Curioso que uma leitura atenta de A Riqueza das Nações mostra que, ao mesmo tempo que Adam Smith defendia o interesse próprio como o melhor regulamentador dos assuntos públicos, acreditava que os agentes não compreendiam quais eram — sob uma perspectiva estritamente econômica — seus próprios interesses.
Com efeito, Smith ilustrara isso não apenas criticando, na obra, bancos por terem em determinadas ocasiões expandido demasiadamente a circulação de moeda — argumentando ter essa medida agido contra os próprios interesses bancários; como também criticando mercantilistas por terem taxado determinadas mercadorias até tal ponto que o contrabando resultante arruinara seus próprios negócios — o que evidentemente a eles não interessava.
Todavia, isso de maneira alguma configura contradição: apenas demonstra que o estereótipo de Smith como defensor incondicional da livre busca dos agentes por seus “interesses próprios” é simplesmente incorreto e denota profundo desconhecimento do pensamento e da obra do autor.
Isso posto, é natural que surja o questionamento: Adam Smith oferece solução? Quem, então, salvará o agente de sua própria ignorância? Ou: seria o equilíbrio atingido a despeito desses ruídos informacionais?
Aparentemente, Smith não acreditava na possibilidade de um equilíbrio espontâneo. Mas também, nem por isso, defendia a repressão da busca dos agentes por seus interesses próprios. Acreditava numa possível mudança gradual conduzida por cientistas e legisladores, que teriam como principal papel iluminar os agentes para os seus interesses reais.
A própria Riqueza das Nações enquanto obra tinha como uma de suas intenções práticas “iluminar” os agentes neste sentido — daí, em parte, a razão do nome original da obra: Investigação acerca da natureza e das causas da Riqueza das Nações. Smith acreditava que, explicitando através de seu tratado científico a verdadeira natureza e as causas da riqueza das nações, conseguiria indicar aos legisladores a direção que deveriam “iluminar” os agentes a fim de perseguirem seus reais interesses.

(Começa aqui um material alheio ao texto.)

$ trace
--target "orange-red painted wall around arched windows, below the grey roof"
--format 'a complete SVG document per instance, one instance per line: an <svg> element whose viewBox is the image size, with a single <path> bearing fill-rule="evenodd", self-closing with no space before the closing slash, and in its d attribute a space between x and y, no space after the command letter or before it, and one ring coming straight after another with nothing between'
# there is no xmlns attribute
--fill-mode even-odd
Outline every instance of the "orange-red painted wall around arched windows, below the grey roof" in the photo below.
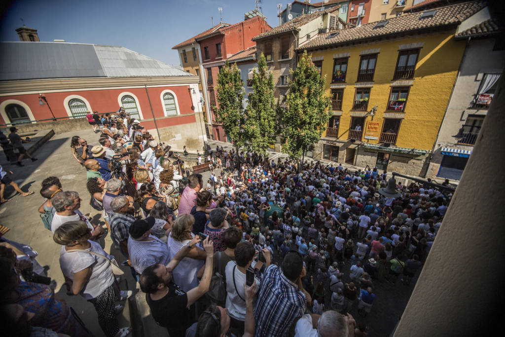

Mas deixava claro: tratava-se de outra questão se os agentes escolheriam ou não caminhar nessa direção.
No fundo, os jogos de incentivos que economistas propõem até hoje não diferem muito do que Smith propunha. Trata-se de conduzir os agentes, por meio de incentivos, a decisões corretas que, na ausência de tais incentivos, não se efetivariam. Na ocasião, contudo, o incentivo que Smith propunha parecia ser o simples “informar”; as informações seriam oferecidas pelos cientistas e legisladores e aos agentes caberia a livre decisão de utilizá-las ou não.